COVID-19 Pandemic Increasing Oncologist Burnout


A survey found that the majority of oncologists did not feel like they could perform their duties as well as they could prior to the COVID-19 pandemic.

The coronavirus disease 2019 (COVID-19) pandemic has significantly damaged oncologists’ wellbeing, according to several new studies discussed at the European Society for Medical Oncology (ESMO) Virtual Congress 2020.

The COVID-19 pandemic has caused more than 1.9 million deaths and there has been over 89 million confirmed cases worldwide, according to the World Health Organization. In order to slow the spread of the virus, social distancing measures were put in place. However, such measures have caused delays and cancelations in cancer care, generating a massive backlog of care and research.

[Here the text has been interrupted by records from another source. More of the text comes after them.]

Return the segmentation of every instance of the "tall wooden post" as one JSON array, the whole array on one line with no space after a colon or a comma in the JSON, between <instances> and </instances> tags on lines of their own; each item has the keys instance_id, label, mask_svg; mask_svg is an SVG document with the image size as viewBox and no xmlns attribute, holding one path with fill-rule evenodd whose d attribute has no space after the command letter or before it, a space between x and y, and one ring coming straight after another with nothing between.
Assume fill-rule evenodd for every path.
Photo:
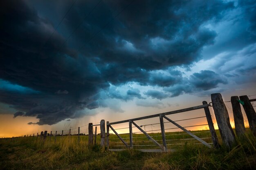
<instances>
[{"instance_id":1,"label":"tall wooden post","mask_svg":"<svg viewBox=\"0 0 256 170\"><path fill-rule=\"evenodd\" d=\"M107 121L107 137L106 137L106 144L107 149L109 149L109 121Z\"/></svg>"},{"instance_id":2,"label":"tall wooden post","mask_svg":"<svg viewBox=\"0 0 256 170\"><path fill-rule=\"evenodd\" d=\"M229 148L235 142L235 134L230 125L229 113L220 93L211 95L216 120L222 140Z\"/></svg>"},{"instance_id":3,"label":"tall wooden post","mask_svg":"<svg viewBox=\"0 0 256 170\"><path fill-rule=\"evenodd\" d=\"M239 96L239 98L245 103L243 106L247 116L250 129L252 131L254 135L256 136L256 113L255 111L247 96Z\"/></svg>"},{"instance_id":4,"label":"tall wooden post","mask_svg":"<svg viewBox=\"0 0 256 170\"><path fill-rule=\"evenodd\" d=\"M51 142L51 138L52 138L52 131L51 131L51 134L50 134L50 142Z\"/></svg>"},{"instance_id":5,"label":"tall wooden post","mask_svg":"<svg viewBox=\"0 0 256 170\"><path fill-rule=\"evenodd\" d=\"M206 101L203 101L203 105L207 105L207 102ZM210 113L210 110L209 110L209 107L205 107L204 108L204 113L205 113L205 116L206 116L206 119L207 122L208 123L208 126L209 126L209 129L210 129L210 132L211 135L211 139L213 141L213 146L215 148L219 148L220 145L219 142L218 142L218 139L217 138L217 135L216 135L216 132L215 132L215 129L214 129L214 126L213 126L213 123L212 122L212 119L211 119L211 116Z\"/></svg>"},{"instance_id":6,"label":"tall wooden post","mask_svg":"<svg viewBox=\"0 0 256 170\"><path fill-rule=\"evenodd\" d=\"M93 131L92 128L92 123L89 123L88 125L88 133L89 133L88 144L89 145L93 144Z\"/></svg>"},{"instance_id":7,"label":"tall wooden post","mask_svg":"<svg viewBox=\"0 0 256 170\"><path fill-rule=\"evenodd\" d=\"M78 127L78 143L80 142L80 127Z\"/></svg>"},{"instance_id":8,"label":"tall wooden post","mask_svg":"<svg viewBox=\"0 0 256 170\"><path fill-rule=\"evenodd\" d=\"M133 148L132 144L132 122L129 120L129 131L130 132L130 148L131 149Z\"/></svg>"},{"instance_id":9,"label":"tall wooden post","mask_svg":"<svg viewBox=\"0 0 256 170\"><path fill-rule=\"evenodd\" d=\"M44 142L45 142L46 140L46 137L47 137L47 131L45 131L45 133L44 133Z\"/></svg>"},{"instance_id":10,"label":"tall wooden post","mask_svg":"<svg viewBox=\"0 0 256 170\"><path fill-rule=\"evenodd\" d=\"M103 150L105 150L105 137L106 131L105 127L105 120L101 120L101 146Z\"/></svg>"},{"instance_id":11,"label":"tall wooden post","mask_svg":"<svg viewBox=\"0 0 256 170\"><path fill-rule=\"evenodd\" d=\"M231 97L231 104L232 109L234 116L234 121L236 127L236 133L237 136L242 136L245 132L245 128L244 122L244 117L242 114L240 103L238 100L239 100L238 96Z\"/></svg>"},{"instance_id":12,"label":"tall wooden post","mask_svg":"<svg viewBox=\"0 0 256 170\"><path fill-rule=\"evenodd\" d=\"M56 143L56 137L57 137L57 131L55 132L55 137L54 138L54 144Z\"/></svg>"},{"instance_id":13,"label":"tall wooden post","mask_svg":"<svg viewBox=\"0 0 256 170\"><path fill-rule=\"evenodd\" d=\"M160 119L161 132L162 135L162 139L163 140L164 152L166 152L167 150L167 148L166 146L166 141L165 139L165 132L164 131L164 120L163 120L163 115L162 114L159 115L159 118Z\"/></svg>"},{"instance_id":14,"label":"tall wooden post","mask_svg":"<svg viewBox=\"0 0 256 170\"><path fill-rule=\"evenodd\" d=\"M94 134L94 145L96 144L96 138L97 137L97 126L95 126L95 132Z\"/></svg>"},{"instance_id":15,"label":"tall wooden post","mask_svg":"<svg viewBox=\"0 0 256 170\"><path fill-rule=\"evenodd\" d=\"M43 139L43 132L42 131L40 134L40 140L41 140L41 141Z\"/></svg>"}]
</instances>

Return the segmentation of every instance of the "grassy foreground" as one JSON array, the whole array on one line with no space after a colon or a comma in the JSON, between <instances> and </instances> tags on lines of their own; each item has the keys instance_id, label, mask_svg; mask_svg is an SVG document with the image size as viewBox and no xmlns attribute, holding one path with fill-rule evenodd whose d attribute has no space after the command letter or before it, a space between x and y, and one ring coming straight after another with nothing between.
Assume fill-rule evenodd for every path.
<instances>
[{"instance_id":1,"label":"grassy foreground","mask_svg":"<svg viewBox=\"0 0 256 170\"><path fill-rule=\"evenodd\" d=\"M59 142L36 141L22 137L15 142L0 141L0 169L255 169L256 138L247 133L233 148L209 148L185 144L175 152L144 153L136 150L103 152L88 147L86 136ZM98 138L99 138L99 137ZM34 137L34 139L35 139ZM54 141L54 138L52 140Z\"/></svg>"}]
</instances>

One study found that 60.9% of surveyed oncology centers indicated that clinical activity was reduced at the peak of the pandemic. Additionally, 64.2% reported under-treatment was a major concern and 37% a significant reduction in clinical trials.

According to the study, the data showed that in 44.1% of the 18 centers surveyed, surgery was cancelled or delayed. Chemotherapy was canceled or delayed in 25.7% of centers and radiotherapy was canceled or delayed in 13.7% of centers. Additionally, an earlier end to palliative care was reported in 32.1% of centers.

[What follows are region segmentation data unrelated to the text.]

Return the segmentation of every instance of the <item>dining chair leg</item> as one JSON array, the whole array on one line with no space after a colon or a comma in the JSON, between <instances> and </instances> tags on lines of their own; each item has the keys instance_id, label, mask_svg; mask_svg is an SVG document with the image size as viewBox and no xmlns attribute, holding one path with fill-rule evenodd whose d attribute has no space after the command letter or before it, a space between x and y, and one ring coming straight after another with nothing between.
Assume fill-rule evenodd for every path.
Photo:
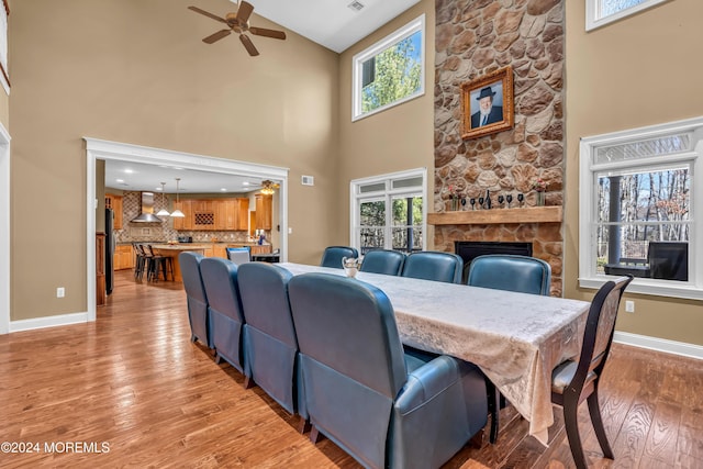
<instances>
[{"instance_id":1,"label":"dining chair leg","mask_svg":"<svg viewBox=\"0 0 703 469\"><path fill-rule=\"evenodd\" d=\"M595 388L593 393L588 397L588 402L589 402L589 414L591 414L591 423L593 424L593 429L595 431L598 443L601 445L601 449L603 450L603 456L605 456L609 459L615 459L613 455L613 449L611 449L611 445L607 442L607 435L605 435L605 428L603 427L603 418L601 417L601 406L598 403L598 388Z\"/></svg>"},{"instance_id":2,"label":"dining chair leg","mask_svg":"<svg viewBox=\"0 0 703 469\"><path fill-rule=\"evenodd\" d=\"M493 384L488 378L486 378L486 390L488 393L488 412L491 415L491 434L489 435L489 442L494 444L498 442L498 431L500 425L499 414L501 412L501 393L498 388L495 388L495 384Z\"/></svg>"},{"instance_id":3,"label":"dining chair leg","mask_svg":"<svg viewBox=\"0 0 703 469\"><path fill-rule=\"evenodd\" d=\"M581 437L579 435L579 401L566 400L562 405L563 409L563 426L567 431L567 438L569 439L569 447L571 448L571 456L573 462L576 462L577 469L588 469L585 462L585 456L583 455L583 446L581 445Z\"/></svg>"},{"instance_id":4,"label":"dining chair leg","mask_svg":"<svg viewBox=\"0 0 703 469\"><path fill-rule=\"evenodd\" d=\"M310 421L301 416L300 421L298 421L298 433L302 435L305 432L310 432Z\"/></svg>"},{"instance_id":5,"label":"dining chair leg","mask_svg":"<svg viewBox=\"0 0 703 469\"><path fill-rule=\"evenodd\" d=\"M313 443L313 445L315 443L317 443L317 440L320 439L320 431L317 429L316 426L312 426L312 429L310 431L310 440Z\"/></svg>"}]
</instances>

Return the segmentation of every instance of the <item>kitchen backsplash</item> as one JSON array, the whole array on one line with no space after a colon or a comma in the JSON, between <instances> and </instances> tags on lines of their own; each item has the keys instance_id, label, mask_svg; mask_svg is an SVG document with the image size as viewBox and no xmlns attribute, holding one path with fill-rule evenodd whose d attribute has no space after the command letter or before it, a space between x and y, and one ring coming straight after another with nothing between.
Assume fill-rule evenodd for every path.
<instances>
[{"instance_id":1,"label":"kitchen backsplash","mask_svg":"<svg viewBox=\"0 0 703 469\"><path fill-rule=\"evenodd\" d=\"M154 212L158 212L164 208L168 210L168 194L155 194ZM141 209L141 192L123 193L122 230L115 230L114 232L118 243L176 241L178 236L192 236L193 242L220 241L226 243L244 243L249 241L248 233L244 231L176 231L172 227L174 223L169 216L161 216L161 223L132 223L131 220L140 214ZM270 232L266 232L267 241L270 241Z\"/></svg>"}]
</instances>

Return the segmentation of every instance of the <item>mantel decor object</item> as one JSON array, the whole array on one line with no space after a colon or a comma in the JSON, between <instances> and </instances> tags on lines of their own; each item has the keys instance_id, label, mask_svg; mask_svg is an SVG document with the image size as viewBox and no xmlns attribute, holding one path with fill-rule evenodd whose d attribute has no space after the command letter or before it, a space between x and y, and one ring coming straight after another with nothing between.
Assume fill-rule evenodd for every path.
<instances>
[{"instance_id":1,"label":"mantel decor object","mask_svg":"<svg viewBox=\"0 0 703 469\"><path fill-rule=\"evenodd\" d=\"M477 138L513 127L513 69L507 66L461 85L461 138Z\"/></svg>"}]
</instances>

Investigators also revealed the results of 2 online surveys administered by ESMO in May 2020. The first survey, which polled 1520 participants from 101 countries, found that 38% of oncology professionals experienced feelings of burnout and 25% reported they were at risk of distress. The majority of respondents, 66%, also reported they were unable to perform their duties as well as they could before the pandemic, according to the study.

“The ESMO Resilience Task Force surveys indicate that COVID-19 is having an impact on wellbeing, burnout and job performance," said survey lead author Susana Banerjee, PhD, ESMO director of membership, in a press release. "As an oncology community, we must work collaboratively, individuals and organizations, to ensure that resources are used in the best way possible to support oncology professionals and make sure that distress and burnout do not increase. The ESMO Resilience Task Force will look into developing more specific interventions so that we can further help and support oncology professionals during and beyond the pandemic."


COVID-19 pandemic halts cancer care and damages oncologists' wellbeing [News Release] September 14, 2020; Lugano, Switzerland. Accessed January 12, 2021.